Im August 1831 zog Goethe nochmals in den Thüringer Wald(nach Ilmenau), dahin, wo er einst seine ersten naturwissenschaftlichen Anregungen bekommen hatte und in der Jagdhütte „Goethehäuschen“ sein bekanntes Gedicht „Wandrers Nachtlied“ („Über allen Gipfeln ist Ruh’…“) geschrieben hatte.
Am 22. März 1832 starb Goethe, vermutlich an einem Herzinfarkt. Dass seine letzten Worte gelautet haben sollen: „Mehr Licht!“, ist umstritten. Goethe wurde in der Weimarer Fürstengruft bestattet. Sowohl sein Weimarer Wohnhaus als auch sein Gartenhaus, in denen etliche seiner Werke entstanden sind, zählen heute zum UNESCO-Weltkulturerbe.
3. Interessante Fakten über Nachkommen
-Johann Wolfgang von Goethe und seine Frau Christiane hatten fünf Kinder. Außer August, dem ältesten, wurde eines tot geboren, die anderen starben nach Tagen oder Wochen. August hatte drei Geschwister. August starb zwei Jahre vor seinem Vater in Rom. Seine Frau Ottilie von Goethe gebar nach seinem Tod ein weiteres (nicht von August stammendes) Kind namens Anna Sibylle, das nach einem Jahr starb. Ihre Kinder blieben unverheiratet, so dass die direkte Nachkommenslinie von Johann Wolfgang von Goethe 1885 ausstarb. Seine Schwester Cornelia hatte zwei Kinder (Nichten Goethes), deren Nachkommen (Linie Nicolovius) noch heute leben.

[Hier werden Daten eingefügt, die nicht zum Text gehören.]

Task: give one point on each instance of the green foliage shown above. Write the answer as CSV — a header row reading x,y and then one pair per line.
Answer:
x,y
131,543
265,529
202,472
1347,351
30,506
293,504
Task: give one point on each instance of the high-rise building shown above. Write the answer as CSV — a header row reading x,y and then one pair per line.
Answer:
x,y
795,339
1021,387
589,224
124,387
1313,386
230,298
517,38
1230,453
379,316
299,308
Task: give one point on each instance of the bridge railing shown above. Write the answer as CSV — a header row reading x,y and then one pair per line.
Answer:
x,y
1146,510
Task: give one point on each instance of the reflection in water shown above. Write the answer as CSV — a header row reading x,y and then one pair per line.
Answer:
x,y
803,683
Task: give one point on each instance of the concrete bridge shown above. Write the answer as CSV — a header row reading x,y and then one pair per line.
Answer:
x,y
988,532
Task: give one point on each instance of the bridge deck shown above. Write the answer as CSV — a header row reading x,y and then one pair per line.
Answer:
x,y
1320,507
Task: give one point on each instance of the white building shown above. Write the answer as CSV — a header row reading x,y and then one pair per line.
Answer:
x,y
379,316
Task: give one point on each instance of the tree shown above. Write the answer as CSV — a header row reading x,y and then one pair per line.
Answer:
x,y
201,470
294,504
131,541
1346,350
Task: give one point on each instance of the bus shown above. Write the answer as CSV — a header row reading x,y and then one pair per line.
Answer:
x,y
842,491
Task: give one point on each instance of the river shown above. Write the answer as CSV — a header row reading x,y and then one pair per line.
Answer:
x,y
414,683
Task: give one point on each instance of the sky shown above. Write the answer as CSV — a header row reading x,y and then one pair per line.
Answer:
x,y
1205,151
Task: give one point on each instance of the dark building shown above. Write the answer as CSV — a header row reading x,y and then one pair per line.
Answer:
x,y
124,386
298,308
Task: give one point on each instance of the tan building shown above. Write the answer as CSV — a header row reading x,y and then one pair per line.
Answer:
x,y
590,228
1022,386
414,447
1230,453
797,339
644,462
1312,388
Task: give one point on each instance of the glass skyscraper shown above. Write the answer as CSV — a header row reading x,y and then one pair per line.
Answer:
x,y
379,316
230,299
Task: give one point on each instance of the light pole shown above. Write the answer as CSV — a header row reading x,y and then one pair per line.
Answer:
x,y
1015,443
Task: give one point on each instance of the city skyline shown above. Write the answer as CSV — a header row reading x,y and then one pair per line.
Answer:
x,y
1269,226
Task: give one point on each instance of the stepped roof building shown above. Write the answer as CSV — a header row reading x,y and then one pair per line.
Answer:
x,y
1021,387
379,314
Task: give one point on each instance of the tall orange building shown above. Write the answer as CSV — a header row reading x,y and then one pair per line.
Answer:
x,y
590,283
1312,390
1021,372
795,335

-über die Wandel des Goethebildes
Nach des Dichters Tod nahm seine Wertschätzung zunächst ab. Er stand nun im Schatten Schillers, dessen revolutionäre Tendenzen besser in die Zeit des Vormärz passten als die politisch konservative Haltung Goethes. Neben die „Goetheaner“ traten nationale und kirchliche Kritiker, die ihm mangelnden Patriotismus bzw. mangelnde Religiosität und Sittlichkeit zum Vorwurf machten.
Etwa seit den 1860er Jahren gehört Goethe zum Lektürekanon an deutschen Schulen.